First, for an industry concerned about production costs, the potential increased costs of trade post-Brexit merit proper consideration. The most often voiced concern around Brexit is that of how tariffs may impact trade. A report commissioned by Oil & Gas UK last summer suggested that WTO style tariffs could add something in the region of £500m, doubling the annual trade bill with the EU. With so much still to be agreed regarding the future of customs, and no guarantees about future customs procedures and reliefs for the sector, there are also other often hidden administrative costs associated with cross-border trade that are often overlooked. Furthermore, increased red tape for customs procedures could be an issue.

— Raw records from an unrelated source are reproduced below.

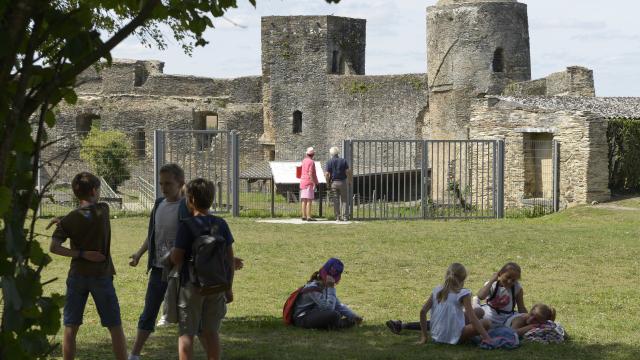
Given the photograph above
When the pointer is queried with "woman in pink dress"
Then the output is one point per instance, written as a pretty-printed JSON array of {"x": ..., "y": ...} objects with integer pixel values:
[{"x": 308, "y": 182}]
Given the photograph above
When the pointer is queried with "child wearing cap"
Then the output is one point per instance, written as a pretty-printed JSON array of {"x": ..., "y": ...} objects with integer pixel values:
[{"x": 318, "y": 307}]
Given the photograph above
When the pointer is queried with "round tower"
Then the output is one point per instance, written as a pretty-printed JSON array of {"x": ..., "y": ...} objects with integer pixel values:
[{"x": 474, "y": 48}]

Often the equipment is critical for safety or production and is needed urgently therefore any delays and extra costs could give rise to major issues if not properly planned for. And, whilst some of this might be offset by favourable exchange rates on selling oil, which is priced in USD, there is a desire to avoid anything which may take the industry back to the days of cost escalation. Taking stock of the potential cost implications of different scenarios offers the opportunity to put in place plans to avoid or minimise those costs.

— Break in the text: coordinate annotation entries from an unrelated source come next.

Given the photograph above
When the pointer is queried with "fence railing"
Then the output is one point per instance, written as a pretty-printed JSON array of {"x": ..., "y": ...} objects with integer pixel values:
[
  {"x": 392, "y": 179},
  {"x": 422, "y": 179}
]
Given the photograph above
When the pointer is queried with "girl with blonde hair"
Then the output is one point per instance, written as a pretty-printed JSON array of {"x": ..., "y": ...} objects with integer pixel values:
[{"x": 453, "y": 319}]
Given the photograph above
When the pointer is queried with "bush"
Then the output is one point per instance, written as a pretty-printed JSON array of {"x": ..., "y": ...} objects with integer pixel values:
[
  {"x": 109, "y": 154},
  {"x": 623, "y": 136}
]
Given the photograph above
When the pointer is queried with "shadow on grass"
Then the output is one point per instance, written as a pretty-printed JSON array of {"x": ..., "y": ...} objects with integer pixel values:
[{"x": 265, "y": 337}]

Second, one of the drivers of success of oil & gas as a global industry is a highly-skilled and mobile workforce. One of the consequences of Brexit is likely to be a level of increased restrictions on the movement of people between the UK and EU, and vice versa. This could potentially impact specialist labour groups in the UK oil & gas industry as well as the movement of UK nationals around Europe for business travel. Oil & Gas UK’s Brexit report considers that c 5% of workers employed in the UK oil & gas industry are EU nationals and many of these are highly skilled - addressing this issue is key. And it would be reasonable to assume the converse is also true given the UK’s role in developing the oil & gas industry in Europe and further afield. The risk here is not necessarily one of losing skilled workers, more it is likely to involve increased levels of administration and cost to keep them, and to hire in the future. As my colleague Julia Onslow-Cole set out in her recent blog, in other key sectors where competition for talent is fierce, we are starting to see larger employers take pre-emptive action to reassure, support and ultimately retain their EU workers in the UK as a priority in their workforce planning.
Finally, the influence of the UK’s oil & gas industry on European regulation is worth considering. Historically, UK legislation has much of the basis for EU regulation, with the regulatory systems across the Single Gas Market in particular now deeply interwoven. Whilst there are ambitions in both the UK and the EU for harmonisation of regulation, and different options being considered for achieving this for heavily regulated industries in particular, how regulatory alignment will work in practice following our exit from the EU are not yet agreed. The influence of the UK in the future regulation of oil & gas production and transmission is most likely to be reduced from today, and as the EU’s largest producer of hydrocarbons leaves, there will be few advocates of the industry left behind in Brussels. Moreover, the transition to a lower carbon future requires regulation to be effective and realistic. The departure of the EU’s biggest producer could remove access for people with practical experience of the issues. This could lead to EU countries finding hydrocarbon related exemptions harder to come by and increasing pressure to follow the lead of countries like France and Holland, and an accelerated march towards renewables and alternative energy sources. These political changes have the potential to become powerful market forces for the UK oil & gas industry.
I am firmly of the belief that the oil & gas industry will continue in the UK for the foreseeable future regardless of Brexit. However, I also believe that it is vital for its success, particularly in a world of cost reduction, that the industry maintains frictionless access to markets and labour beyond the UK. Moreover, the industry needs to maintain a strong voice in Europe whilst there remains a demand for its product and to be clear with UK government on the protections needed for energy trading and the internal energy market in the UK.
So, while the oil & gas sector is likely to be impacted differently to some others, it would be wrong to say it is immune to the risk and uncertainty which lies ahead. The industry cannot afford to ignore the key issues and should ensure that it is well briefed on them and their associated challenges as we head towards the exit door.